Hey brother can you spare a dime?

Wednesday, October 18, 2006 21:41
Posted in category Economics, USA, World, World Events

Every year the Nobel people award a peace prize; this year the award went to one Muhammad Yunus, the founder of Grameen Bank. Now, there are a number of things that have been said about this year’s winner: that he’s a worthy man, that he’s helped millions, that he has made the world a better place. He’s a visionary, a saint, and a brilliant economist. There have also been suggestions made that the Peace Prize has lost it’s purpose, that it is now little more than a marketing tool, that it’s no longer about peace and is now about just doing some sort of good, and that it should have been withheld this year.

Now, there’s no argument I can make about the fact that the prize seems to rotate continents, and that certainly there is a strong marketing aspect to the prize. However, I do stand by the idea that Yunus deserves a prize that is specifically about peace. Grameen Bank, though it’s about economics is also overwhelmingly about peace.

Grameen, for those not familiar, was the first company to explore the world of microcredit. People in the developing world live on less than a few dollars per day; in some places, the average monthly wage is in the neighborhood of $15 US. Businesses are unable to form for want of capital – sometimes pitifully small capital. Yunus has created a system that allows loans that most institutions wouldn’t be able to profit from: loans of tens of dollars, rather than tens of thousands. Loans are made mostly to women (as they are more likely to actually put the loans into businesses to feed themselves and their children), both lifting individuals out of poverty and strengthening the positions of women in Bangladesh. It promotes both the reduction of poverty and women’s rights…which in turn makes for a more stable populace. The more stable populace is less likely to engage in criminal activity, lowering strife and promoting peace.

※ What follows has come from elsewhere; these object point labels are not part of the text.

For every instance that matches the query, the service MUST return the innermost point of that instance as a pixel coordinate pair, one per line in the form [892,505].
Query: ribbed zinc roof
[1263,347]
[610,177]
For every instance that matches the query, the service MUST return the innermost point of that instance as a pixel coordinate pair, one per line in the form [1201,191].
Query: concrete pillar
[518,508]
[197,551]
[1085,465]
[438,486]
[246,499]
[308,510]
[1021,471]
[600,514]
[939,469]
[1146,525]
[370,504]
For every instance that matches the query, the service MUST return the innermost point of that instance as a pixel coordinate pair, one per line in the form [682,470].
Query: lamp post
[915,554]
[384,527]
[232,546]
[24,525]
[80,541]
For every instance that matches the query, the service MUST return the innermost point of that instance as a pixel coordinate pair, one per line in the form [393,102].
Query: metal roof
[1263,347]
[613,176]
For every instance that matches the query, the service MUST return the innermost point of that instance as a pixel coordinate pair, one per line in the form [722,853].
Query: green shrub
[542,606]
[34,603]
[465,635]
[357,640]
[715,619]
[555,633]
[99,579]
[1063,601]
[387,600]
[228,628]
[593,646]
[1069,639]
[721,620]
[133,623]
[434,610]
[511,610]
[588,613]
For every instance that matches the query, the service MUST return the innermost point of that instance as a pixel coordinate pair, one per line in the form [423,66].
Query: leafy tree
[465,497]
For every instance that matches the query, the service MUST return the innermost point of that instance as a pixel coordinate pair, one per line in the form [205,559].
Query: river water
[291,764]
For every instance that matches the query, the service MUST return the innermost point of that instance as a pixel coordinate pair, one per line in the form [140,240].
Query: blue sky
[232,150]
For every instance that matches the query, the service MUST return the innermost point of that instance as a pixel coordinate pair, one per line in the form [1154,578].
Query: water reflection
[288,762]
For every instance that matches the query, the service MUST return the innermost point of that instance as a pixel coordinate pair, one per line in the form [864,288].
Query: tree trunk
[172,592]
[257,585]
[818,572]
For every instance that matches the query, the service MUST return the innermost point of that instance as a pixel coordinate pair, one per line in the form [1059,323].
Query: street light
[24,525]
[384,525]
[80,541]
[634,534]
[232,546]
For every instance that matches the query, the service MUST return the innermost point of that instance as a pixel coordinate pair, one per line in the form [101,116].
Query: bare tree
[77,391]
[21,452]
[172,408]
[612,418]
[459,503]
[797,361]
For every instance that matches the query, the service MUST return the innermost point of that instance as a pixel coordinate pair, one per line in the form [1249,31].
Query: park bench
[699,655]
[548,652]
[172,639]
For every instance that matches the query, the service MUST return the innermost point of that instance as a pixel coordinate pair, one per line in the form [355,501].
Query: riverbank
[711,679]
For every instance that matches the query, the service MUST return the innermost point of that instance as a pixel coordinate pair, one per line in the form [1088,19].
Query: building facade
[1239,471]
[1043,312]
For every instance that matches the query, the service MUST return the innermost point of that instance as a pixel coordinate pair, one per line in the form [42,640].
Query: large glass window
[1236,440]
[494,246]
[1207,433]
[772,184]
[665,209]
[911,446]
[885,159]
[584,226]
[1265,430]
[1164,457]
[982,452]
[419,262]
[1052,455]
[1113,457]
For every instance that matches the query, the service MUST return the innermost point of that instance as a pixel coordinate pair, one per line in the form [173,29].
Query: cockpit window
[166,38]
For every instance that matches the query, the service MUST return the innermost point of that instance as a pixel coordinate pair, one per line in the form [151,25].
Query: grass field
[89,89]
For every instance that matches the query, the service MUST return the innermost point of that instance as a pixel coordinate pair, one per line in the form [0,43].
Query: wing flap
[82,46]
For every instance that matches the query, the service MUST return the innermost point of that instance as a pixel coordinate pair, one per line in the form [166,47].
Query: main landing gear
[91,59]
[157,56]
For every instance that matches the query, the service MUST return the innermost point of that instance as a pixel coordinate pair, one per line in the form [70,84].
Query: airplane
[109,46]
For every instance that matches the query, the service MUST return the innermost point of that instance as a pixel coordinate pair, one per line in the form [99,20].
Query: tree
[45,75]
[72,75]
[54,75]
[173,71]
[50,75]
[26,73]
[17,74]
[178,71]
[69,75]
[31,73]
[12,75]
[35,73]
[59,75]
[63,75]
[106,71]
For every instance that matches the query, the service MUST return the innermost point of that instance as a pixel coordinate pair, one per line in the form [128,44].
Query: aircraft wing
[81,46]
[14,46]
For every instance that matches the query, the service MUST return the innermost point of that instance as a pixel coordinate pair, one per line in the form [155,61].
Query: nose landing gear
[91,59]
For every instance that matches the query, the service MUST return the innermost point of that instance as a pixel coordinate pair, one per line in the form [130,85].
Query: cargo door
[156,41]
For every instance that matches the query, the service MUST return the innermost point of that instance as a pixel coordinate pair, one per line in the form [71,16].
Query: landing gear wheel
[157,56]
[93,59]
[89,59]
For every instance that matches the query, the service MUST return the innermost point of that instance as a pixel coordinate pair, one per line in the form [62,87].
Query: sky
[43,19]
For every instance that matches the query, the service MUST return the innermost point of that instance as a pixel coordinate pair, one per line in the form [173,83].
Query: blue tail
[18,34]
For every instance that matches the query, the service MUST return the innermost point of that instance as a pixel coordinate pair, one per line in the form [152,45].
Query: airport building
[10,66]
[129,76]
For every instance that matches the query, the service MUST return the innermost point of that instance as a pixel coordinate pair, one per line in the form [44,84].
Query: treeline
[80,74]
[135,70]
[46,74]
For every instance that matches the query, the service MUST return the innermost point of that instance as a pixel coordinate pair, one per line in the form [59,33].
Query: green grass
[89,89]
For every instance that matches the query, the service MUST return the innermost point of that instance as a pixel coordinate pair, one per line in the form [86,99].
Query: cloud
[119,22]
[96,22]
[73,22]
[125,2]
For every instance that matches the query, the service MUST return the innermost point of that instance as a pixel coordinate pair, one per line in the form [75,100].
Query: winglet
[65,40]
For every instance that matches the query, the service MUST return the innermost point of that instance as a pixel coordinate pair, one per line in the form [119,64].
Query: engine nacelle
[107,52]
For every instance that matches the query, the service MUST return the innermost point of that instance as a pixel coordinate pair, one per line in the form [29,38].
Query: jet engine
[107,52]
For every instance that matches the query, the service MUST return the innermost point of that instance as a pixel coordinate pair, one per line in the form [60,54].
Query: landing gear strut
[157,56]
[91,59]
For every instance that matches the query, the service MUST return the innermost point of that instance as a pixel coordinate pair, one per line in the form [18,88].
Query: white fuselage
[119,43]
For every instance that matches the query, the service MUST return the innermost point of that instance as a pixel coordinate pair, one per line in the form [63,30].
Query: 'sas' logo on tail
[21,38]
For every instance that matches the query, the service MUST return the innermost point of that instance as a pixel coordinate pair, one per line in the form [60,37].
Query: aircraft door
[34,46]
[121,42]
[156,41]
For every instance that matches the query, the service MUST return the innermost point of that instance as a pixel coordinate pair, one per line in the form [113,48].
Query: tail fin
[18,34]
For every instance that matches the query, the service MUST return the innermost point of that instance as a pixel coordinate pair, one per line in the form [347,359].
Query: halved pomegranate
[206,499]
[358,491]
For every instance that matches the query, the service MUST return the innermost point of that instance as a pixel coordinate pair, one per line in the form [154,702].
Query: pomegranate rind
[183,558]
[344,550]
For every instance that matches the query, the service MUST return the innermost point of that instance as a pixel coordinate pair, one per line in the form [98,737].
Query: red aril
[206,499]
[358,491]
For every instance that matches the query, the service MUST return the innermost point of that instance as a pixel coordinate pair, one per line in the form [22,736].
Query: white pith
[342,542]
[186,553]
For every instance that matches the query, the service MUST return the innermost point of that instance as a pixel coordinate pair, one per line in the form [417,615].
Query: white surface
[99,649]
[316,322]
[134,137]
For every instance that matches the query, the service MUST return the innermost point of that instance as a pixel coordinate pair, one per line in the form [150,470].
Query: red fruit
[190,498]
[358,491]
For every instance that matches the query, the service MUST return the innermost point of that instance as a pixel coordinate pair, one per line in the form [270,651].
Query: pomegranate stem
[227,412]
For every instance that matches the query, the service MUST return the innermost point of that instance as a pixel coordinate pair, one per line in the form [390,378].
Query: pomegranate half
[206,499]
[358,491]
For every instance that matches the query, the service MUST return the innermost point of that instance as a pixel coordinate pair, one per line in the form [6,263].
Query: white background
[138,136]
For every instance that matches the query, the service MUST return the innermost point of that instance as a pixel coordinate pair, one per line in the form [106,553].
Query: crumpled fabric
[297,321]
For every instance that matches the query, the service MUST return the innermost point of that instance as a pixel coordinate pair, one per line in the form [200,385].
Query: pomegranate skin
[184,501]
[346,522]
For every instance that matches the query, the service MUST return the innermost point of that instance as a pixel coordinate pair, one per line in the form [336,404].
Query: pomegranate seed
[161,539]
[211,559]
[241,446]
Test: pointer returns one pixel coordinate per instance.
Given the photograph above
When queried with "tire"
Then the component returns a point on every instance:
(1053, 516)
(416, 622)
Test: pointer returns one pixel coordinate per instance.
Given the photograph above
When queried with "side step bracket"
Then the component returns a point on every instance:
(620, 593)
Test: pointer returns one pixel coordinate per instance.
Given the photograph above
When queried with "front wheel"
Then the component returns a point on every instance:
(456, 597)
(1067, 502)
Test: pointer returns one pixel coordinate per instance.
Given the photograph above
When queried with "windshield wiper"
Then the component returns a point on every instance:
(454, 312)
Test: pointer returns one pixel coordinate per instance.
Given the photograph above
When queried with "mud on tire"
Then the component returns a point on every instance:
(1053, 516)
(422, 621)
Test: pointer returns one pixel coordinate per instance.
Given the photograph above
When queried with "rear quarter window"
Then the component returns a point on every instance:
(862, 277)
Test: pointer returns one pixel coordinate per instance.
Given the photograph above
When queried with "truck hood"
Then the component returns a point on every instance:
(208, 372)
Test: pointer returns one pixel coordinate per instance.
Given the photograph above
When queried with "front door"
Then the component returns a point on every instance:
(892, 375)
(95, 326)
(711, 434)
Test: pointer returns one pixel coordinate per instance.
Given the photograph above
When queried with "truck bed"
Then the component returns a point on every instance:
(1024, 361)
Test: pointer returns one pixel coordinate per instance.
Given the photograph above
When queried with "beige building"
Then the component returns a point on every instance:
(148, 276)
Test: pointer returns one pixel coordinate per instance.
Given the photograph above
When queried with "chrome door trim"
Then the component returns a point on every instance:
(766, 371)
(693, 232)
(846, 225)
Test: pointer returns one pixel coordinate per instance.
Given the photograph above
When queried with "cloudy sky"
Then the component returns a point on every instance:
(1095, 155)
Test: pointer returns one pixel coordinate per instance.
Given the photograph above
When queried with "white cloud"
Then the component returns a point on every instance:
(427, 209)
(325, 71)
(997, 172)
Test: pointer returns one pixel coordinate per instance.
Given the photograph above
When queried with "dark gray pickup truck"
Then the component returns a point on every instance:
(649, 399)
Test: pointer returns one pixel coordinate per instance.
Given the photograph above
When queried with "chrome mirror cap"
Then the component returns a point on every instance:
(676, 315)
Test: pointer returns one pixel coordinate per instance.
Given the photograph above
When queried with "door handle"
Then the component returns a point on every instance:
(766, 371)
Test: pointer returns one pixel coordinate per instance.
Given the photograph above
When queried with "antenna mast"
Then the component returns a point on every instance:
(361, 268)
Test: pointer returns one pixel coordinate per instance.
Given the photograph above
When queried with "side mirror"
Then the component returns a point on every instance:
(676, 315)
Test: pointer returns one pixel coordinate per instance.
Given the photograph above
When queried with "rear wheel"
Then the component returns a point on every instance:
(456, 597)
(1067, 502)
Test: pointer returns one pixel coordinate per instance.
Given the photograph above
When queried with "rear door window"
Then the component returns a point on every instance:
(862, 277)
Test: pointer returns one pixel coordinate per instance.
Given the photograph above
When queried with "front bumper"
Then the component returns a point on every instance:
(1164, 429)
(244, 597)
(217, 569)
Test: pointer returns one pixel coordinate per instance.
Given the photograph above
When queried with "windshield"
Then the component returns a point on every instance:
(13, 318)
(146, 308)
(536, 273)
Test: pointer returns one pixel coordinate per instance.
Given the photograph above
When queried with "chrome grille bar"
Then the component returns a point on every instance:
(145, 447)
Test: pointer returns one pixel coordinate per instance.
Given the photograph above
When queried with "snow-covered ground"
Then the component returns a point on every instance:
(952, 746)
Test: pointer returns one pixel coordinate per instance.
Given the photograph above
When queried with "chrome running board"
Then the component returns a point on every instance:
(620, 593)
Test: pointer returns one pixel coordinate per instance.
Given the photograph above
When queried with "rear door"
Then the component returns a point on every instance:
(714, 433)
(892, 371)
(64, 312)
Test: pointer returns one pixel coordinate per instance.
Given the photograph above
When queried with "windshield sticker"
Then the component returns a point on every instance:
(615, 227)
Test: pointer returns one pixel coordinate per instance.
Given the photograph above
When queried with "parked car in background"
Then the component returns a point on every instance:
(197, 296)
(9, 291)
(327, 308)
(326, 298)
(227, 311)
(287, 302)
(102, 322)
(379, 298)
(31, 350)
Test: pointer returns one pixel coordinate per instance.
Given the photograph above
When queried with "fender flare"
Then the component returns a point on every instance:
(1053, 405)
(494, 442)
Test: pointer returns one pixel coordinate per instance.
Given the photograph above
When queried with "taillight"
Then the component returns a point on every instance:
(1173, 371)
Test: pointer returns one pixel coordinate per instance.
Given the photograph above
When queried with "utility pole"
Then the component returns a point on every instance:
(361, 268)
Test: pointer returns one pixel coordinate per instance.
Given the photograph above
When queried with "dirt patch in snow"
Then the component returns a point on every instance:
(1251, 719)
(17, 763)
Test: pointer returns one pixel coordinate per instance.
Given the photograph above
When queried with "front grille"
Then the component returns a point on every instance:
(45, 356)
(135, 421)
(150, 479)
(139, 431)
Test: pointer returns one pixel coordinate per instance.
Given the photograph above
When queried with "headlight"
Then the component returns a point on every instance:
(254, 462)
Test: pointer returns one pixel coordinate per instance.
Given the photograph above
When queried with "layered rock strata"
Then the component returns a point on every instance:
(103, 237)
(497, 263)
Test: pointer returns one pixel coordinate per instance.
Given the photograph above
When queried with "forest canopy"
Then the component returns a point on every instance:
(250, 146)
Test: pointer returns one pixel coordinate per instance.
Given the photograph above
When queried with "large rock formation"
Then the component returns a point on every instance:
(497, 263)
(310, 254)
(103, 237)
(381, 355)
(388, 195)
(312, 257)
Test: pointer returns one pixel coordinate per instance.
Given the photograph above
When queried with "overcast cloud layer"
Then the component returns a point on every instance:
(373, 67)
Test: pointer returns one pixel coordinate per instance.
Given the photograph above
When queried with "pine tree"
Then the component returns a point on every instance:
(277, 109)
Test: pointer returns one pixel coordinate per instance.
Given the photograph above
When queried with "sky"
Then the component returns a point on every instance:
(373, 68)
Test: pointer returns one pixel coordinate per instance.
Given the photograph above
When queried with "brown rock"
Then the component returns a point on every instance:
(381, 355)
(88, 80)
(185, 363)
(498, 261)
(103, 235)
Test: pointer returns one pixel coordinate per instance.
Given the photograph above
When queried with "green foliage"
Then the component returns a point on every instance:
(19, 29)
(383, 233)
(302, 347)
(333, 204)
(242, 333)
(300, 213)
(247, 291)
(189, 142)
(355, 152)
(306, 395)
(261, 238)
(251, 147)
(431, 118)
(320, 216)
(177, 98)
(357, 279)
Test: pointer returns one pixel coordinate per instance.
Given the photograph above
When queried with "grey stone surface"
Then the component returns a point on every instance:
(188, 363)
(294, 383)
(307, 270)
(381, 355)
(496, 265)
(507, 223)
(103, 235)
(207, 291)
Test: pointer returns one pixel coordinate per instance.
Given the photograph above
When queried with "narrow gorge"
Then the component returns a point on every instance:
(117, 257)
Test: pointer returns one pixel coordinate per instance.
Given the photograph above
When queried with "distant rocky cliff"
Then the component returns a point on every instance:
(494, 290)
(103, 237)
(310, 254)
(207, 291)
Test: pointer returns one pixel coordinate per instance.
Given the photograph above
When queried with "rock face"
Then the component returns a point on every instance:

Since Yunus pioneered microcredit, his efforts have been duplicated all over the world. Microcredit institutions exist in places as far flung as Bulgaria, Uruguay, and Nicaragua. Millions of people have been able to create and build small businesses and employ others. (And in case you care, Yunus reports his repayment rate at 95%). He is, in fact, a man who has made the world a better place, and a more peaceful place.